Uhuru boosts Kenyan musicians, actors with Sh100 million – VIDEO
President Uhuru Kenyatta on Monday lifted the Kenyan entertainment spirits high with a directive to the Ministry of Sports, Culture and Heritage to set aside Sh100 million to cushion local artistes from the effects of the coronavirus pandemic.
In presidential address, the head of state said that in a bid to empower the youth and forester sustainable livelihoods, local artists will get a chunk of Sh100 million every month.
“I direct the Ministry of Sports, Culture and Heritage to avail Sh100 million from the Sports Fund to our artistes, actors and musicians during the period of the covid-19 pandemic so they may continue to entertain their fellow brothers and sisters through TV, radio and the internet,” the president said.
This, the president explained, is a result of a collaboration between Ministry of ICT, Innovation and Youth Affairs, Kenya Copyright Board and Collective Management Organizations (CMOs) which set up a centralized payment system.
President Kenyatta said the Sh100 million fund will allow artistes, actors and musicians to continue entertaining the public through TV, radio and the internet.
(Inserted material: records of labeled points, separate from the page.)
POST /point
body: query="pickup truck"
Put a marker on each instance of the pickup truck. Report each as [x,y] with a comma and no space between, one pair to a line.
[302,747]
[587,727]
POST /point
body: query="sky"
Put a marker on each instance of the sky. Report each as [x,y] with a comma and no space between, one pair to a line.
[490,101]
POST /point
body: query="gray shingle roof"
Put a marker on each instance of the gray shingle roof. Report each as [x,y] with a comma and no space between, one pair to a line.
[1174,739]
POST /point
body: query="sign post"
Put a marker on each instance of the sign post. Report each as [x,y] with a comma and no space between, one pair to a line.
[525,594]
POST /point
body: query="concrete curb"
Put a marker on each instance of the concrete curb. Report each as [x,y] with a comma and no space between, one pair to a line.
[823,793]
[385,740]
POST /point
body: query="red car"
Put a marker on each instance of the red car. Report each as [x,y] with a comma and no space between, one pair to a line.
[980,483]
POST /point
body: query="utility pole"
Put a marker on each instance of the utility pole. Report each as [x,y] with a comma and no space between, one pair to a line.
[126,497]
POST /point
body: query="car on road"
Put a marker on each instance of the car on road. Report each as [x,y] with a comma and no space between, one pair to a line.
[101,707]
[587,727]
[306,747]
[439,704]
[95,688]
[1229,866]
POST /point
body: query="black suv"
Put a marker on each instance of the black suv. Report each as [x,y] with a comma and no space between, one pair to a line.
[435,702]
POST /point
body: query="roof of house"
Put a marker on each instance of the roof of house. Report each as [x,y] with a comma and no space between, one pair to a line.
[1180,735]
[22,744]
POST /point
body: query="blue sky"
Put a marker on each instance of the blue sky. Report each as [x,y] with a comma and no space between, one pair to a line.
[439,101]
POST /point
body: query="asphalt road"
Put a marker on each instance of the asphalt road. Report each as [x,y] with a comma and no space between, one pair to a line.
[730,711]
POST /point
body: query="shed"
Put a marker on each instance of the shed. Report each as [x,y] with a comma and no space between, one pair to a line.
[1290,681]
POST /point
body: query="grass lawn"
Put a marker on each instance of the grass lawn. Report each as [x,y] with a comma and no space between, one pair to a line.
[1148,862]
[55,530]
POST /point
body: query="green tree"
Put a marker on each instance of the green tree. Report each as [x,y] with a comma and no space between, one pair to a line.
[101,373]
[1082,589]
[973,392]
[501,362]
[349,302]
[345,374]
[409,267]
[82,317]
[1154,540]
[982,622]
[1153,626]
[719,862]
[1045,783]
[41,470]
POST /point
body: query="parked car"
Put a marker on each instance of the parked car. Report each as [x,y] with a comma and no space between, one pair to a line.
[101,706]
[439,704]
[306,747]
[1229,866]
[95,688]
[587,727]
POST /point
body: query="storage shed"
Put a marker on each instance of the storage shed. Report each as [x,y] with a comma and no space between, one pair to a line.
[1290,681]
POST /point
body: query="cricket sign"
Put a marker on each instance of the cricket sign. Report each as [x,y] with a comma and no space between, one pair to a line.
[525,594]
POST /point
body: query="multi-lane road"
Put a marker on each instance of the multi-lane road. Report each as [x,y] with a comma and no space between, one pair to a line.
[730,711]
In his address to the nation in January, President Kenyatta directed that all payments of royalties be channeled through a single centrally-managed account at the Kenya Copyrights Board, a move he said would increase the amount distributed from an average of Sh200 million p.a to Sh2 billion.
In February this year, the MCSK announced the distribution of Sh37.5 million in royalties for a six month period.
The list of top earners included Sauti Sol, Nyashinski, Christina Shusho, Mercy Masika and Eunice Njeri.
Last week, pay channel MultiChoice put aside Sh500 million to ensure current local productions are able to pay full salaries of cast, crew and creatives during the Covid-19 pandemic.
The pay channel set aside the amount to take care of pay needs for March and April with the hope the worst of the coronavirus disruptions will subside by May.
Coronavirus and the resultant curfew in Kenya has hit those working in the creative industry in the country hard with productions almost grinding to a halt.
Production have been adversely impacted across many countries in the continent and most have either been slowed down or ground to a complete halt.